Oberlandesgericht Oldenburg
Urt. v. 14.02.2023, Az.: 15 EK 1/21

Entschädigung wegen unangemessener Dauer eines Kostenfestsetzungsverfahrens; Wiedergutmachung durch gerichtliche Feststellung der überlangen Verfahrensdauer

Bibliographie

Gericht
OLG Oldenburg
Datum
14.02.2023
Aktenzeichen
15 EK 1/21
Entscheidungsform
Endurteil
Referenz
WKRS 2023, 18587
Entscheidungsname
[keine Angabe]
ECLI
[keine Angabe]

Verfahrensgang

vorgehend
AG Oldenburg - AZ: 4 C 4223/16

In dem Entschädigungsverfahren
1. AA, Ort1,
2. BB, Ort1,
Kläger,
Prozessbevollmächtigte zu 1 und 2:
(...),
Geschäftszeichen: (...)
gegen
Land Niedersachsen, vertreten durch die Generalstaatsanwaltschaft Oldenburg, Mozartstraße 5, 26135 Oldenburg,
Beklagter,
Prozessbevollmächtigte:
(...),
Geschäftszeichen: (...)
hat der 15. Zivilsenat des Oberlandesgerichts Oldenburg durch den Vorsitzenden Richter am Oberlandesgericht (...), den Richter am Oberlandesgericht (...) und den Richter am Oberlandesgericht (...) auf die mündliche Verhandlung vom 7. Februar 2023 für Recht erkannt:

Tenor:

Das Teilanerkenntnis- und Teil-Versäumnisurteil vom 10. Januar 2023 wird aufrechterhalten.

Die weiteren Kosten des Rechtsstreits tragen die Kläger.

Das Urteil ist vorläufig vollstreckbar.

Der Streitwert wird bis zum 17. Januar 2023 auf 1.300 € und ab dem 18. Januar 2023 auf 975 € festgesetzt.

Tatbestand

Die Kläger machen eine Entschädigung wegen unangemessener Dauer eines Kostenfestsetzungsverfahrens geltend.

Nach dem rechtskräftigen Urteil des Amtsgerichts Oldenburg vom 28. Juni 2018 im Rechtsstreit 4 C 4223/16 - wonach die hiesigen Kläger 15% und die dortige Prozessgegnerin 85% der Kosten des Rechtsstreits zu tragen hatten - legte die damalige Prozessbevollmächtigte der Kläger mit Schreiben vom 18. Juli 2018 Streitwertbeschwerde ein, die sie mit Schriftsatz vom 7. März 2019 begründete.
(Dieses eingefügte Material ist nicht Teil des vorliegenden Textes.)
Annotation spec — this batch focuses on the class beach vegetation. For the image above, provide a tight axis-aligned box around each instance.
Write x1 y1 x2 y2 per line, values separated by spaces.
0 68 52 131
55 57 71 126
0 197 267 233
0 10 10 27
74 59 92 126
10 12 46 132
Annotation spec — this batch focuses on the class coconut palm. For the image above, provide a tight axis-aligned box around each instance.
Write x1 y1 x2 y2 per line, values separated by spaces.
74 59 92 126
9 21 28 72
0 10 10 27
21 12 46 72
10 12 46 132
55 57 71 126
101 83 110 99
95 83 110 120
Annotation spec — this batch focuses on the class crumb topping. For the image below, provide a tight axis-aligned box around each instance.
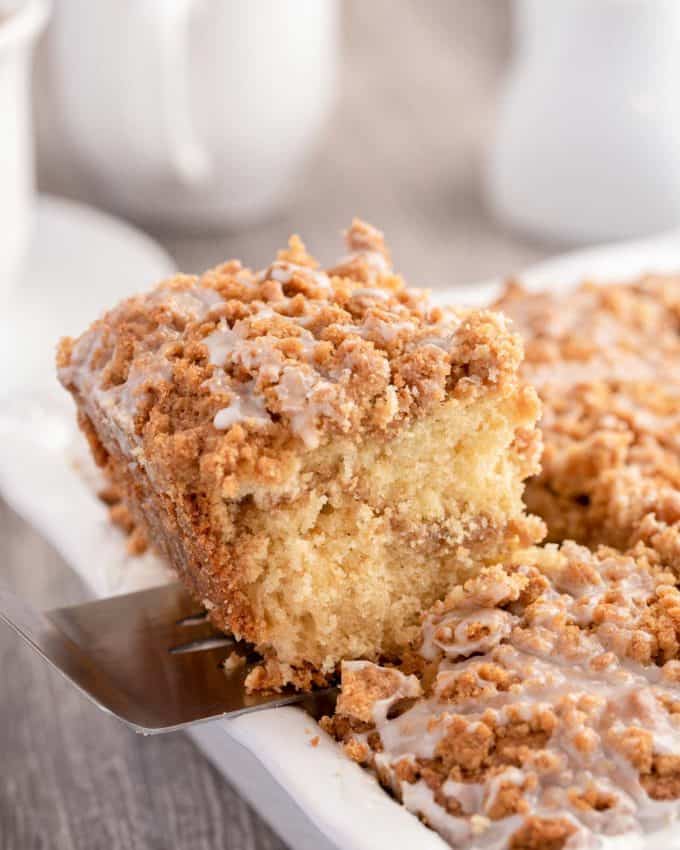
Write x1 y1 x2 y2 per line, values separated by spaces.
496 276 680 548
59 221 521 470
323 542 680 850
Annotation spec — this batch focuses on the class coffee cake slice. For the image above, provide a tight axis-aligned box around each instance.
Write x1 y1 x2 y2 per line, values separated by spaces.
322 542 680 850
495 276 680 560
58 221 543 687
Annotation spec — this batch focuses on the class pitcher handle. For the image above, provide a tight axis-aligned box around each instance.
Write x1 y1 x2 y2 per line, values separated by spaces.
133 0 212 185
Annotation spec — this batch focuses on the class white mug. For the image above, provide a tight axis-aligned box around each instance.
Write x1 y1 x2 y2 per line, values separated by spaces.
0 0 49 302
488 0 680 243
49 0 338 229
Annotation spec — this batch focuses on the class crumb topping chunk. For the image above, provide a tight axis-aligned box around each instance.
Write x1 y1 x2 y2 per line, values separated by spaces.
59 220 521 464
324 542 680 850
495 275 680 552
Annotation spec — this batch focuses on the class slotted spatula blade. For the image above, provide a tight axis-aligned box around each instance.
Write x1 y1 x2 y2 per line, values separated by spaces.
0 584 335 734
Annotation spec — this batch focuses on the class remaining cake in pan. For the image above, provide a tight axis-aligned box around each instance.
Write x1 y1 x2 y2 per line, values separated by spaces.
322 543 680 850
496 276 680 570
58 221 543 687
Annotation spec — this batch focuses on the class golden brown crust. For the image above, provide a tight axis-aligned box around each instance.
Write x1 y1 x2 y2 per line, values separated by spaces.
58 221 542 687
322 542 680 850
496 276 680 556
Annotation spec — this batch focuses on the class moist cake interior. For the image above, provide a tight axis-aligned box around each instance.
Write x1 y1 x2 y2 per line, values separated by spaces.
59 221 543 688
231 394 540 684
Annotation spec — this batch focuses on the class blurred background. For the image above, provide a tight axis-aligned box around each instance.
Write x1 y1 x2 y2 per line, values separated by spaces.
0 0 680 850
35 0 551 287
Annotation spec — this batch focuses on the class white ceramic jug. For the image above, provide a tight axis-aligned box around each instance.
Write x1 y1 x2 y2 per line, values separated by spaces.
0 0 49 298
488 0 680 242
50 0 337 229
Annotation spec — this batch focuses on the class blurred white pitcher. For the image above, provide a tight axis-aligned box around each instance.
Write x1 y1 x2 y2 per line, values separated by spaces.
0 0 49 298
50 0 337 229
488 0 680 242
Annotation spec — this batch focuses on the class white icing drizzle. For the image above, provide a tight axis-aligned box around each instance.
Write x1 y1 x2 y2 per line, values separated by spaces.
213 381 271 431
343 543 680 850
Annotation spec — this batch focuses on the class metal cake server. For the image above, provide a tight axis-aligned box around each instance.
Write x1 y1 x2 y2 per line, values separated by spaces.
0 582 335 735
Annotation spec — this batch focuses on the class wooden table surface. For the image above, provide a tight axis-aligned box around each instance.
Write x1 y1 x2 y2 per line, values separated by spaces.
0 0 549 850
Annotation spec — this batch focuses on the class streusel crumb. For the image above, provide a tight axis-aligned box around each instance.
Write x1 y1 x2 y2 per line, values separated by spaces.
322 542 680 850
496 275 680 560
58 221 543 688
Mit der Begründung der Streitwertbeschwerde beantragte die frühere Prozessbevollmächtigte der Kläger zugleich Kostenausgleich gem. § 106 ZPO.

Mit Beschluss vom 24. Juni 2019 änderte das Amtsgericht Oldenburg auf die Beschwerde der Kläger den Streitwert. Mit Schriftsatz vom 25. August 2019 bat die frühere Prozessbevollmächtigte der Kläger um Mitteilung des Sachstands bezüglich des Kostenausgleichsantrags und reichte eine neue Aufstellung der auszugleichenden Gebühren ein. Zugleich wies sie darauf hin, dass bei Beiziehung der Akten im Rahmen eines anderen Rechtsstreits die Anforderung der Akten für die Durchführung des Kostenausgleichsverfahrens zweckmäßig sein dürfte. Der früheren Prozessbevollmächtigten der Kläger wurde in Beantwortung des Schreibens vom 25. August 2019 mitgeteilt, dass sich die Akten noch beim Landgericht befänden.
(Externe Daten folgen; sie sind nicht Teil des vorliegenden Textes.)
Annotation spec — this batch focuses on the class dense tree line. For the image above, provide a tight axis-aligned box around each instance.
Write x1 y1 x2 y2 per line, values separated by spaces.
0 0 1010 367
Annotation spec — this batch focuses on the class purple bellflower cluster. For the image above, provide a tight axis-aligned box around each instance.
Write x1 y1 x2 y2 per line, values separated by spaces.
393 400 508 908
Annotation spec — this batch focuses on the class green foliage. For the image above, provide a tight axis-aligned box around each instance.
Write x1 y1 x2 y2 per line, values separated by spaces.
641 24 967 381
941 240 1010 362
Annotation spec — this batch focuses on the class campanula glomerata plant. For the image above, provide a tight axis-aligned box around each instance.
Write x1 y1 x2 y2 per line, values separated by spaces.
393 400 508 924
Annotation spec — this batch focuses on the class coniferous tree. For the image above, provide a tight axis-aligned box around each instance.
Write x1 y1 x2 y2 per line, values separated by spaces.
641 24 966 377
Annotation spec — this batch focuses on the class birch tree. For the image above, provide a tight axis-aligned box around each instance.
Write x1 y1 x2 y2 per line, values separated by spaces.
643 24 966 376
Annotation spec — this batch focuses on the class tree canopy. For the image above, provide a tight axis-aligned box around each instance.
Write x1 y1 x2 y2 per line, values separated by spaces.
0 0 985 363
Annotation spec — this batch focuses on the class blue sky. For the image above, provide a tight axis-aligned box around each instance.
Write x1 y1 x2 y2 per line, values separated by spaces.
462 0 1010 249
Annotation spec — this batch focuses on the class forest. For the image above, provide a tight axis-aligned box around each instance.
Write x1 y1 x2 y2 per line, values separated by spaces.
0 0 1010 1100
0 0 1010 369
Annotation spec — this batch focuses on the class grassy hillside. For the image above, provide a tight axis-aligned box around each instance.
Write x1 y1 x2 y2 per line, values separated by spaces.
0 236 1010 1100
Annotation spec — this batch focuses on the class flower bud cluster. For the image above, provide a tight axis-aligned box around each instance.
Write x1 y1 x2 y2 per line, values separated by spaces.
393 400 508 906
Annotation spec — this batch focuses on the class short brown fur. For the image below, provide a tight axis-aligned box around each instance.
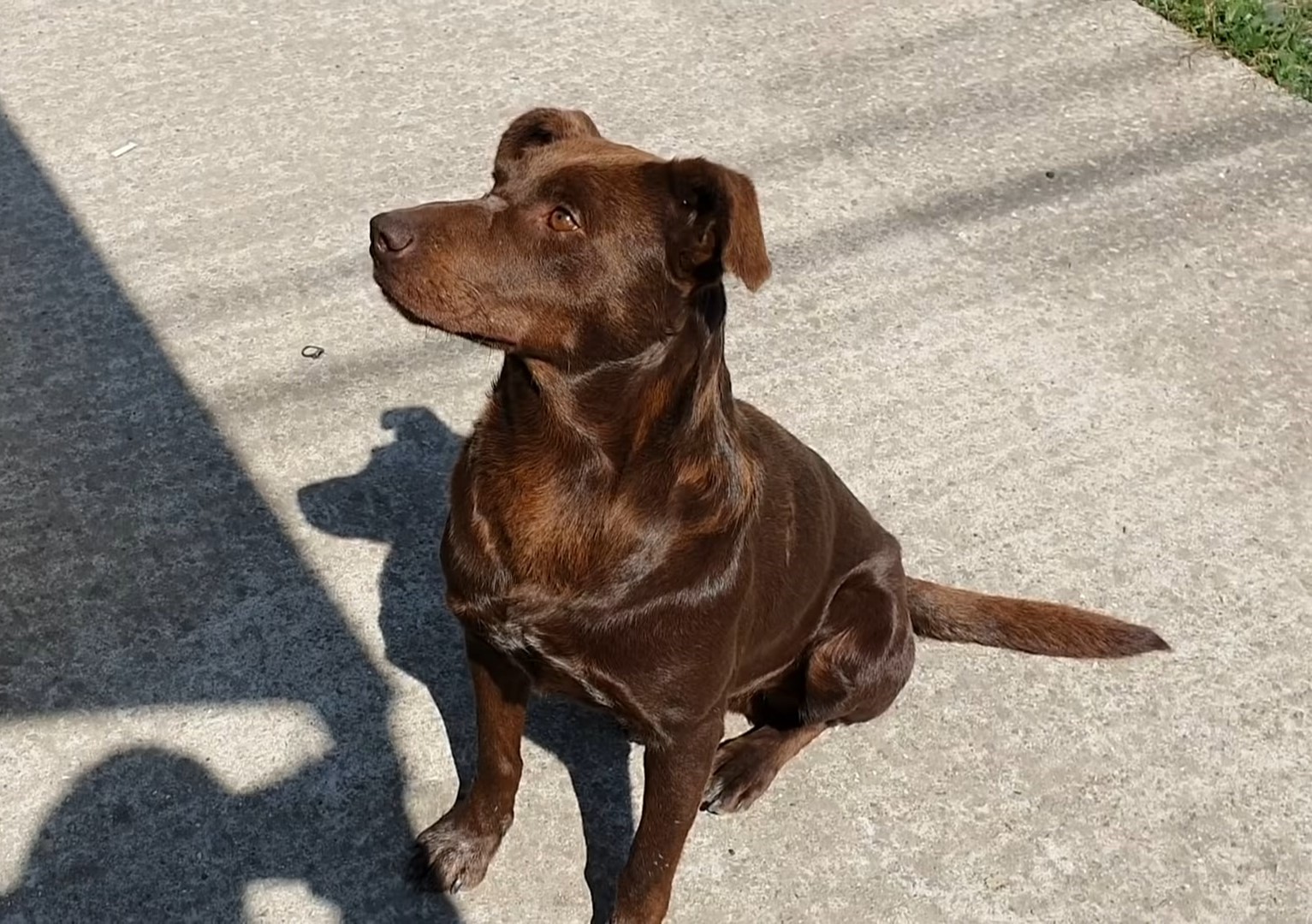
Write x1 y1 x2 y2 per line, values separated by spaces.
370 109 1167 921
Mit Schriftsatz vom 11. Juni 2020 teilte die Rechtspflegerin mit, dass sich die Akten "noch immer in der Berufungsinstanz" befänden und das Kostenfestsetzungsverfahren für die Dauer der zweiten Instanz ruhe. Die frühere Prozessbevollmächtigte der Kläger erhob mit Schriftsatz vom 18. Juni 2020 Verzögerungsrüge. Am 5. Oktober 2020 erfolgte der Kostenfestsetzungsbeschluss.
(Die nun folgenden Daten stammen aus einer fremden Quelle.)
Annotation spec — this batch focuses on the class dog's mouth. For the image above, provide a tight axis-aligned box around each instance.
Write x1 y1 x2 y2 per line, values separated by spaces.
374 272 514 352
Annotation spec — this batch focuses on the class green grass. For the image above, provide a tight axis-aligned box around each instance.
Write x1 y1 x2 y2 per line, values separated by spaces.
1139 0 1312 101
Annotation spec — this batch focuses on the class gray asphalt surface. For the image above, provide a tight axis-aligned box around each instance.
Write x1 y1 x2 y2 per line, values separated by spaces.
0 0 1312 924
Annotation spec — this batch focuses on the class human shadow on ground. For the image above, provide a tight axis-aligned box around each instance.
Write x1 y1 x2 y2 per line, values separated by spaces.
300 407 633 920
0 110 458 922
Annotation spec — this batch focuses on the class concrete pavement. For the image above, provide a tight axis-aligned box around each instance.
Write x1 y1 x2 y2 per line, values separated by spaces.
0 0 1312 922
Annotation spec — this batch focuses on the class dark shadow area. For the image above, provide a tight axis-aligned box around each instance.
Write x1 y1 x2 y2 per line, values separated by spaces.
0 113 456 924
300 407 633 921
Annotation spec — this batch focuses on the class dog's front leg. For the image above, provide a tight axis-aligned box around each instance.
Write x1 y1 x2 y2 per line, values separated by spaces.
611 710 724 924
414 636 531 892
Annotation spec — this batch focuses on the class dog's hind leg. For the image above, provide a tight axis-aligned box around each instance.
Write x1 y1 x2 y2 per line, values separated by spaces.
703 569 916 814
Die Kläger meinen, es gebe keinen rechtfertigenden Grund für die Nichtbearbeitung des Kostenfestsetzungsverfahrens. Bei der Berechnung des Entschädigungsanspruchs werde der Regelsatz des § 198 Abs. 2 Satz 3 GVG zugrunde gelegt. Hierbei sei der Zeitraum von September 2019 bis Oktober 2020 zugrunde zu legen, da das Kostenfestsetzungsverfahren binnen zwei Monaten zu bewältigen gewesen wäre. Soweit der hiesige Senat im Rechtsstreit 15 EK 3/19 die These aufstelle, dass in Kostenfestsetzungsverfahren keine pekuniäre Entschädigung zu erfolgen habe, sei die Revision zuzulassen, da Bundesgerichte anderer Gerichtsbarkeiten dies wie auch andere Oberlandesgerichte anders sähen und dadurch eine Divergenz wie eine grundsätzliche Bedeutung vorliege.

Die Kläger haben zunächst beantragt, das beklagte Land zu verurteilen, 1.300 € nebst Zinsen in Höhe von fünf Prozentpunkten über dem Basiszinssatz seit Rechtshängigkeit an sie zu zahlen.

Das beklagte Land hat die Klage im Rahmen der Klageerwiderung hinsichtlich der Feststellung anerkannt, dass die Dauer des Kostenausgleichsverfahrens vor dem Amtsgericht Oldenburg 4 C 4223/16 (im Zeitraum September 2019 bis Oktober 2020) unangemessen war.

Weiter hat das beklagte Land beantragt, die weitergehende Klage abzuweisen sowie den Klägern die Kosten des Rechtsstreits aufzuerlegen.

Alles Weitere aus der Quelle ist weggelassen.